また私のところに戻ってきた花束に、ちくりと心が痛む。

「早く花瓶に挿してあげたら、元気に咲きますよ。綺麗な花束ですね。贈り物ですか?」

どうやら私の声は聞こえてなかったようだ。

「ありがとうございます」

私はそれをしぶしぶ受け取り、抱き抱える。
もう用事は済んだろうと、軽く会釈をする。
すると「あなたは⋯⋯このあと、どうするんですか?」と、彼が聞いてきた。

「⋯⋯ちょっと歩こうかなって。どうせなら一駅ぶんくらい、散歩して帰ります。夜風も気持ちいいですし」

「じゃあ、俺もご一緒していいですか?」

「えっと⋯⋯えっ!?」

なんで? 一瞬だけ迷って、でも、うなずいた。彼はシラフだ。間違いは起きないはず。お酒の勢いに任せて誘ってきてるわけじゃないだろうし。けど、知らない男の人と夜道を歩くなんて、私には無謀だ。
でも、どうしてだろう?
学生時代、優等生を演じていた私は、恥ずかしながらこんな経験があるわけじゃない。

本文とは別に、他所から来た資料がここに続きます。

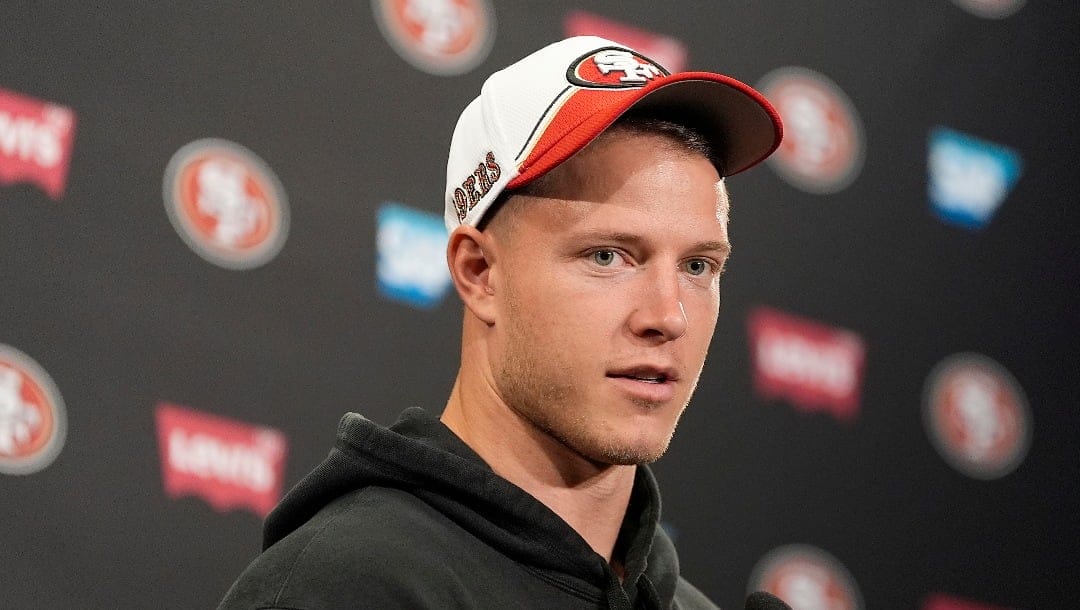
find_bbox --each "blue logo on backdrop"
[375,203,450,309]
[927,127,1022,230]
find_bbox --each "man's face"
[489,131,729,464]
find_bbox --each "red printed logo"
[922,594,1011,610]
[563,11,687,72]
[747,308,865,421]
[157,403,287,517]
[372,0,495,76]
[758,67,865,194]
[566,46,667,89]
[0,90,75,200]
[922,353,1031,479]
[164,139,288,269]
[0,344,67,474]
[750,544,863,610]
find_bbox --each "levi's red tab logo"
[157,403,287,517]
[566,46,669,89]
[0,89,75,200]
[922,594,1009,610]
[748,308,865,420]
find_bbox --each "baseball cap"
[444,36,783,231]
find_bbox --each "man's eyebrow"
[575,230,731,257]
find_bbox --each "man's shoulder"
[673,577,719,610]
[220,487,470,608]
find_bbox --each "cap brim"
[623,72,784,176]
[508,72,783,189]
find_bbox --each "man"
[221,38,781,609]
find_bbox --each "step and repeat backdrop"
[0,0,1080,610]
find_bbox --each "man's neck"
[442,379,636,562]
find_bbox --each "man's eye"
[686,258,710,275]
[593,249,616,267]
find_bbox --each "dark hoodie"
[219,408,715,610]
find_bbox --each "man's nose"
[629,269,687,341]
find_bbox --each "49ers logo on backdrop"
[0,344,67,474]
[757,67,865,194]
[164,139,288,269]
[748,544,863,610]
[157,403,287,517]
[566,46,667,89]
[0,90,75,200]
[922,353,1031,479]
[372,0,495,76]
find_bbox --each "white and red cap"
[445,36,783,231]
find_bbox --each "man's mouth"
[607,367,676,383]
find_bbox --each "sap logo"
[927,127,1022,229]
[375,203,450,309]
[156,403,287,517]
[0,90,76,200]
[747,308,865,420]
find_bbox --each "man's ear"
[446,225,495,324]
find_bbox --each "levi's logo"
[748,308,865,420]
[0,90,75,200]
[157,403,287,517]
[566,46,669,89]
[454,152,502,222]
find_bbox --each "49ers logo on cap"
[922,353,1031,479]
[164,139,288,269]
[372,0,495,76]
[0,344,67,474]
[566,46,667,89]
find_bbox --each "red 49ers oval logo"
[750,544,863,610]
[922,353,1031,479]
[0,344,67,474]
[758,67,866,194]
[164,139,288,269]
[372,0,495,76]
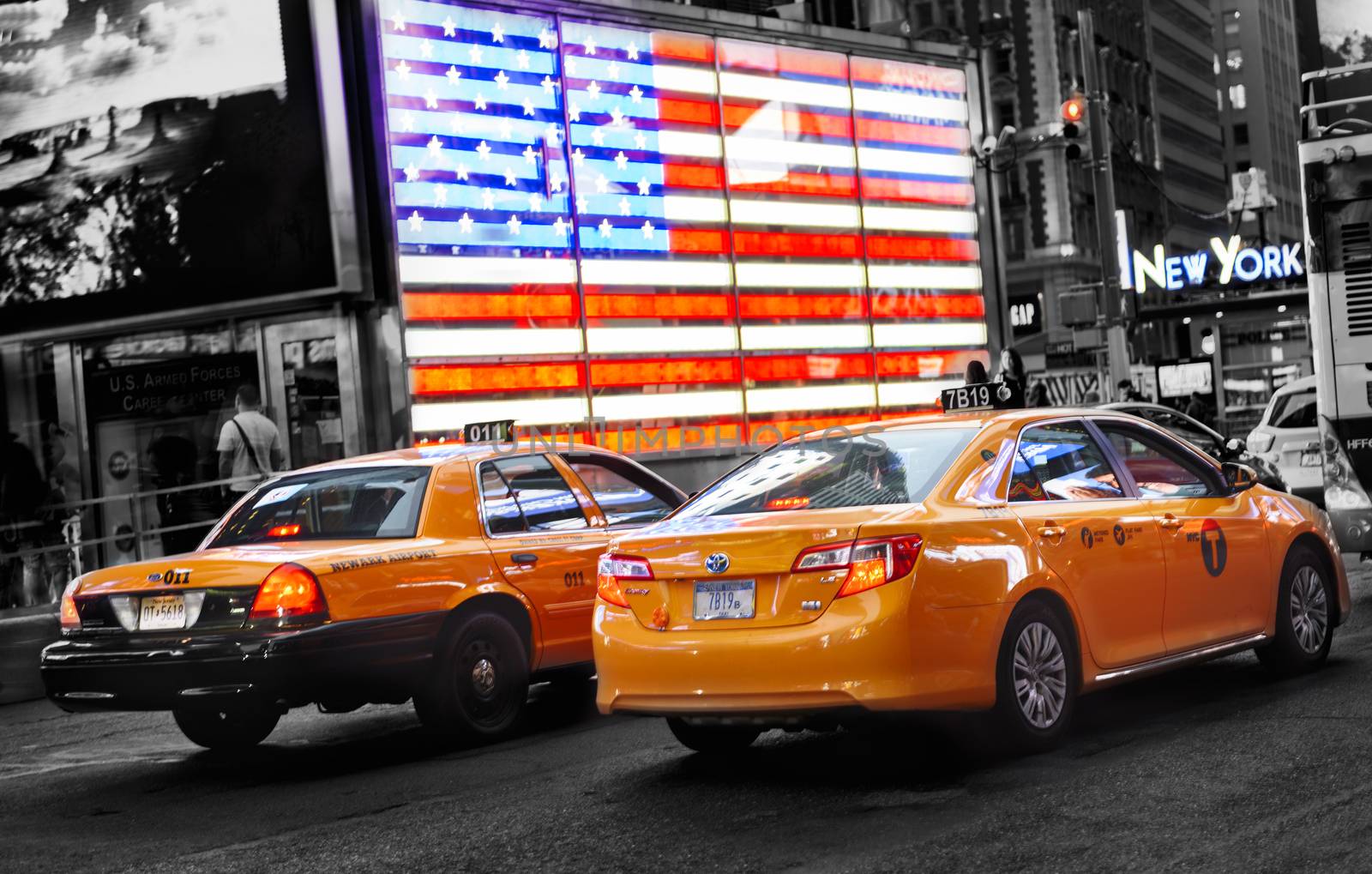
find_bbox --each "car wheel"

社会人になったからといって、経験値は変わらず足踏みしてるまま。でも、この人の隣なら、ちょっとだけ大丈夫な気がした。丁寧な言葉遣いと、優しそうな顔に妙な安心感がある。

私の心は、いつもどこかで人生の誤字を探していた。これも仕事の癖。誰にも気づかれない小さなズレをそっと直すことばかりしてきた。この瞬間だって、私には誤字に見えるのに。

──でも、誰かの存在に甘えたい夜もある。

「じゃぁ、一駅だけなら⋯⋯」

「よかった。えっと、あなたの名前⋯⋯って聞いてもいいですか?」

「だめ、まだ。知らないまま歩く方が、ちょっと楽しそうだから」

こんな夜は、少しくらいの無茶も悪くないと思った。誤字を見過ごして、目を瞑りながら。名前も知らない人と、ほんの少しだけの回り道も。


♢


それでも落ち着かない私は、近くのコンビニで缶チューハイをひとつ手に取り「いっしょにどうですか?」と、彼を誘う。彼も「少しだけなら」と、頷いたから二缶レジで会計を済ませた。

「かんぱーーい!」

コツンと缶チューハイをぶつけて喉に流し込む。

「お酒強いんですね。美味しそうに飲むから」

彼は美味しそうにお酒を煽る私をまじまじと見つめる。

「どんなに飲んでも記憶は無くさないんです。忘れたいこともあるのにね」

ふたりで並んで歩く夜道は、不思議とあたたかかった。隣の彼は、年は少し上くらいかな? そんなことをぼんやり考えているうちに、駅前の喧騒から離れて、街の音が少しずつ遠ざかっていく。歩道にかかる街路樹の影が、オレンジ色の光に揺れていた。彼は「この光いい画になるなーー」なんて、呟いている。そっち系の仕事なのかな? 彼は私の方を振り向き、指でカメラのポーズをとる。

「よく終電、逃すんですか?」

「ううん、今日がはじめて」

「俺は、三回目ですね。あっ、今年入ってからだけですけど」

「うわーー。わりと逃してますね」

「俺、飲みすぎちゃうと記憶なくしちゃうタイプなんで。嫌なことは都合よく忘れちゃいます」

彼は意地悪に笑った。

「うわっ、ズルいなぁ」

「ジントニック三杯も飲んで平気な方が、俺からしたらずるいですよ」

「よく見てましたね」

「そりゃあ、ねぇ」

他愛のない会話が、夜の住宅街に響く。
急ぐわけでもなく、時間を惜しむわけでもなく、ごく普通のスピードで足を進める。


「この道は、よく歩くんですか?」

「私のお気に入りの散歩コースです。春は桜が綺麗だし、もうすぐ高台でしょ? ちょっとした夜景スポットなんですよ」

「へーー。知らなかった」

彼はキョロキョロと辺りを見渡す。その仕草に、大型の犬を連れて、初めてのお散歩コースを歩いてるみたいだなと、私は口元を隠して笑った。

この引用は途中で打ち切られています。